Expropriation pour utilité publique : une nouvelle réforme en cours pour pallier les limites de la loi 07-81

Expropriation pour utilité publique : une nouvelle réforme en cours pour pallier les limites de la loi 07-81

La valeur d’indemnisation faible et la procédure lente fortement décriées. Une nouvelle mouture est dans le pipe dans l’objectif de réduire au maximum les litiges avec les personnes concernées.

 

Par C. Jaidani

L'expropriation de biens immobiliers pour utilité publique est un processus par lequel l’Etat, les collectivités territoriales (CT) ou d’autres organismes désignés réquisitionnent des biens immobiliers pour la réalisation de projets d’intérêt public. Avec le renforcement des programmes de construction des infrastructures de base, le nombre de cas d’expropriation s’est multiplié, particulièrement pour des propriétés privées. La procédure lente et délicate et le niveau d’indemnisation faible, en deçà de la valeur réelle du marché, sont fortement pointés du doigt par les personnes concernées.
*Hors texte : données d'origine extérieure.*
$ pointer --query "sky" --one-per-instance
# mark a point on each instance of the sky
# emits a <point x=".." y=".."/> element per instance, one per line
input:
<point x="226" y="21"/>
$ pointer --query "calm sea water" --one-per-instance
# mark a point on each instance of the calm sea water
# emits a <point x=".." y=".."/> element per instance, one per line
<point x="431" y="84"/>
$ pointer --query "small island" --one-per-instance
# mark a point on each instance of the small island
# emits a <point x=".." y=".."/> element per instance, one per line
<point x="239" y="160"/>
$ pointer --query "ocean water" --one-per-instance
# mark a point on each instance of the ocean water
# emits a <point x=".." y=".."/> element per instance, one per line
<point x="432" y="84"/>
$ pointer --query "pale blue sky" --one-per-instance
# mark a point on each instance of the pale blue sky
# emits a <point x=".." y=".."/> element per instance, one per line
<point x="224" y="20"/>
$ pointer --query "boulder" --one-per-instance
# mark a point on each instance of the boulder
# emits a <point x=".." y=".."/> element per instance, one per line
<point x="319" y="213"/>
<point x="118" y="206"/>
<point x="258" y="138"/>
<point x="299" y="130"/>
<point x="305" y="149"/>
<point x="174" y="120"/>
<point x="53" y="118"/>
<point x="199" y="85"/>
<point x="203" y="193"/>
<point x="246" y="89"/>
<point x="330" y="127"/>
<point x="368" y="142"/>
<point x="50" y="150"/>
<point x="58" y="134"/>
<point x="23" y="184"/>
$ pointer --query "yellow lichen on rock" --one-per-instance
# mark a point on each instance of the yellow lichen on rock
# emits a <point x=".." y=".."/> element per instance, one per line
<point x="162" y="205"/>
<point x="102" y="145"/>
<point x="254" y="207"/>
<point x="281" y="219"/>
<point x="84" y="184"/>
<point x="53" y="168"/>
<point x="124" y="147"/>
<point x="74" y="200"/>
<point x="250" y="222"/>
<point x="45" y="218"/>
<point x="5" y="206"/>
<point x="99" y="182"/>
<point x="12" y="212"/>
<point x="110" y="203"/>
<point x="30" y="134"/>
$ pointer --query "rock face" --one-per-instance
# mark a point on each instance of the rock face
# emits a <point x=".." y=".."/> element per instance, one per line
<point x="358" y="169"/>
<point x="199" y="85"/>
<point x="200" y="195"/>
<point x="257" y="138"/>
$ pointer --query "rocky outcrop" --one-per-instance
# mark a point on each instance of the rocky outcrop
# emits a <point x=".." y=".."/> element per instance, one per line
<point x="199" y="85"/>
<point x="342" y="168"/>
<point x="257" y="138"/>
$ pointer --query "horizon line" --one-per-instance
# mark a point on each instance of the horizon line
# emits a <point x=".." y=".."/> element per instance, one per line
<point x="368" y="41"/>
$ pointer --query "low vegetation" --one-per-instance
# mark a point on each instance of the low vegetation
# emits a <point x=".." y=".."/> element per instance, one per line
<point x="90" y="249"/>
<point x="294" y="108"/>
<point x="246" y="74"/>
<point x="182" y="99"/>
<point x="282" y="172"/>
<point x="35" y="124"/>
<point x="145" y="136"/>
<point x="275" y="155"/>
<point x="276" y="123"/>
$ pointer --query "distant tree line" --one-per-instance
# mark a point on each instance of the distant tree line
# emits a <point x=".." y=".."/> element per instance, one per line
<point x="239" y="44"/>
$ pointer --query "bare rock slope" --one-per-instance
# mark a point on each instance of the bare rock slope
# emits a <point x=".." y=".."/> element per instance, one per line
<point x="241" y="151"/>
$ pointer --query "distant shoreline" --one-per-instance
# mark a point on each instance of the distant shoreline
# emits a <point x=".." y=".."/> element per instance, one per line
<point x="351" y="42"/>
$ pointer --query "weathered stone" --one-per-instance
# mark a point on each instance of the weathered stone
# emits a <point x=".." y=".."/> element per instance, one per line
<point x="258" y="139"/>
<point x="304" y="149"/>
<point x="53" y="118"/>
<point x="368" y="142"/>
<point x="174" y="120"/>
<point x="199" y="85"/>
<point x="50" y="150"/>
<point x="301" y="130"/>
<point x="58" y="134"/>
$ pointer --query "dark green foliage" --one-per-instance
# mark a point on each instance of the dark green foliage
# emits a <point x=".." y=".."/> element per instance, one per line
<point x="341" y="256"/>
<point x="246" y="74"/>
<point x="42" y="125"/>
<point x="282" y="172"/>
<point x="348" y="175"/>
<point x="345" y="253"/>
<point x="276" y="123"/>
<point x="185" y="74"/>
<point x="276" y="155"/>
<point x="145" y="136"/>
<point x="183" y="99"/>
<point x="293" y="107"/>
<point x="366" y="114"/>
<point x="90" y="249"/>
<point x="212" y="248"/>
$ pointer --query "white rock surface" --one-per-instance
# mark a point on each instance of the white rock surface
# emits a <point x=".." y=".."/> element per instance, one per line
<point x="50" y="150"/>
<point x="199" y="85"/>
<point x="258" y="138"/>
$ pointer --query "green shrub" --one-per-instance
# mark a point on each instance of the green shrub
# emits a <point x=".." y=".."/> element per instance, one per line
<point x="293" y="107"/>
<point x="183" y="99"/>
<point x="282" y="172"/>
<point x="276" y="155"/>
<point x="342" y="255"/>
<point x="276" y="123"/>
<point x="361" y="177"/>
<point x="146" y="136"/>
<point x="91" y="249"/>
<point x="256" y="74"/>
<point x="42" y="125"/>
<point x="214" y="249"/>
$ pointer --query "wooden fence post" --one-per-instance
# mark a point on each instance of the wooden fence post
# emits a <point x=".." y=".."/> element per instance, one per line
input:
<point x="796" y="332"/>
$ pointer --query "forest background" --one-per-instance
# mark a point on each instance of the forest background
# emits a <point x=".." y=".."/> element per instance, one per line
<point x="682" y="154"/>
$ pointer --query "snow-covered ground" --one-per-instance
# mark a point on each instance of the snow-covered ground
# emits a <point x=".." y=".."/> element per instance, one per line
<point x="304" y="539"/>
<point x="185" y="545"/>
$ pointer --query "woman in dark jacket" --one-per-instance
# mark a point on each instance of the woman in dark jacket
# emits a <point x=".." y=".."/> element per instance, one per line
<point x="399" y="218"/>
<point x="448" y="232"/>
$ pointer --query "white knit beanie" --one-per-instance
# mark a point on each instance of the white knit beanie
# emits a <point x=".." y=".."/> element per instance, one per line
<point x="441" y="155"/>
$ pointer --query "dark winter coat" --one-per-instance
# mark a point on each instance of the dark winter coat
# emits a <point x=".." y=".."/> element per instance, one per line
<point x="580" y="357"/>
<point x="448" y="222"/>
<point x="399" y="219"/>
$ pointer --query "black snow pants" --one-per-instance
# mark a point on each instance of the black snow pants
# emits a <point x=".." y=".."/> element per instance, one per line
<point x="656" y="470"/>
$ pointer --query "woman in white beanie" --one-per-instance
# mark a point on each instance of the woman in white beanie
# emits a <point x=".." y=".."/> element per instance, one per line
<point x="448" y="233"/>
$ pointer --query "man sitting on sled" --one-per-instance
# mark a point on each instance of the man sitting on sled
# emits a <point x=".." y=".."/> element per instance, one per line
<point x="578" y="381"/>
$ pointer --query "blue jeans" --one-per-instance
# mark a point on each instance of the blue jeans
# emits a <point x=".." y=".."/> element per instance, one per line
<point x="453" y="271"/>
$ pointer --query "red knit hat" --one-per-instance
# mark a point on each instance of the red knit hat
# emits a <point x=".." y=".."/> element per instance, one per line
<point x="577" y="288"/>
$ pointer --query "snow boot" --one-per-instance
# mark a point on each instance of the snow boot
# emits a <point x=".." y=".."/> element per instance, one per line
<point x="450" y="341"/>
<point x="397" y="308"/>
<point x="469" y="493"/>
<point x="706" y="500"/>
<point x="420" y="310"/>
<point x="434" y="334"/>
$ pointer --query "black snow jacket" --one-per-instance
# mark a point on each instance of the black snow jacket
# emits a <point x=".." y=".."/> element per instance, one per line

Lors de l’ouverture de la session parlementaire en 2016, le Roi Mohammed VI avait sévèrement critiqué l’administration pour son inefficacité, résumant ainsi la situation : «de nombreux citoyens se plaignent des affaires d’expropriation, soit parce que l’Etat ne les a pas indemnisés pour leurs biens, soit parce que l’opération d’indemnisation traîne pendant de longues années au préjudice de leurs intérêts généraux.

L’indemnisation doit se faire conformément aux tarifs en vigueur à la date d’exécution de ladite opération, avec une simplification des procédures d’obtention de ladite indemnisation. Le statut du terrain exproprié ne devrait pas être modifié par son affectation à des usages commerciaux ou sa cession à des fins de spéculation immobilière». Depuis cette date, le phénomène persiste et rien n’a été fait pour remédier aux différentes défaillances.

L’Union socialiste des forces populaires (USFP) a déposé en 2021 une proposition de loi à ce sujet à la Chambre des représentants. Cette mouture veut modifier les articles 6,10 et 23 de la loi 07-81. Il est question de revoir à la hausse le délai limite fixé pour les expropriés afin de s’enquérir de leurs dossiers. Actuellement, il est fixé à deux mois à partir de sa publication dans le Bulletin officiel.

Ce texte impose à l’Etat ou à la collectivité d’exproprier la totalité du bien immobilier lorsque la partie restante est inexploitable. Abderrahim Himadi, avocat au barreau de Casablanca spécialisé dans les affaires d’expropriation, ayant traité plusieurs affaires devant les tribunaux administratifs du Royaume, explique que «la loi 07-81 a besoin d’une profonde réforme pour qu’elle soit en adéquation avec l’environnement socioéconomique du Royaume. Le changement doit toucher le système d’indemnisation pour qu’il soit juste et équitable. Le plus souvent, le prix fixé est nettement en deçà du marché.

A cause des fausses déclarations fiscales, les prix établis par la commission d’évaluation sont en deçà de leurs prix réels. Dans le monde rural, ils ne prennent pas en considération l’inflation, les spécificités de chaque terrain comme la fertilité du sol, sa géographie, la proximité avec les voies de communication ou les réseaux d’eau et d’électricité», souligne Himadi. Il précise que «la procédure est compliquée et coûteuse. Les expropriés doivent demander une expertise, et parfois des contreexpertises.

Au final, la décision de justice prononce la hausse de l’indemnisation sans pour autant atteindre la valeur réelle du marché. Mais pour l’exécuter, c’est une autre étape plus délicate qui commence. Parfois, l’administration refuse d’exécuter le jugement». Actuellement, le ministère de l’Équipement et de l’Eau travaille en partenariat avec celui de l’Economie et des Finances, pour élaborer une nouvelle loi plus juste et plus équitable au niveau du système d’expropriation. L’objectif est de réduire au maximum les litiges et limiter le nombre d’oppositions. De nombreux projets ont pris du retard à cause de différends avec les expropriés. Ce fut le cas du projet du TGV Tanger-Casablanca, dont l’inauguration, prévue initialement en 2015, n'a été effective qu’en 2018.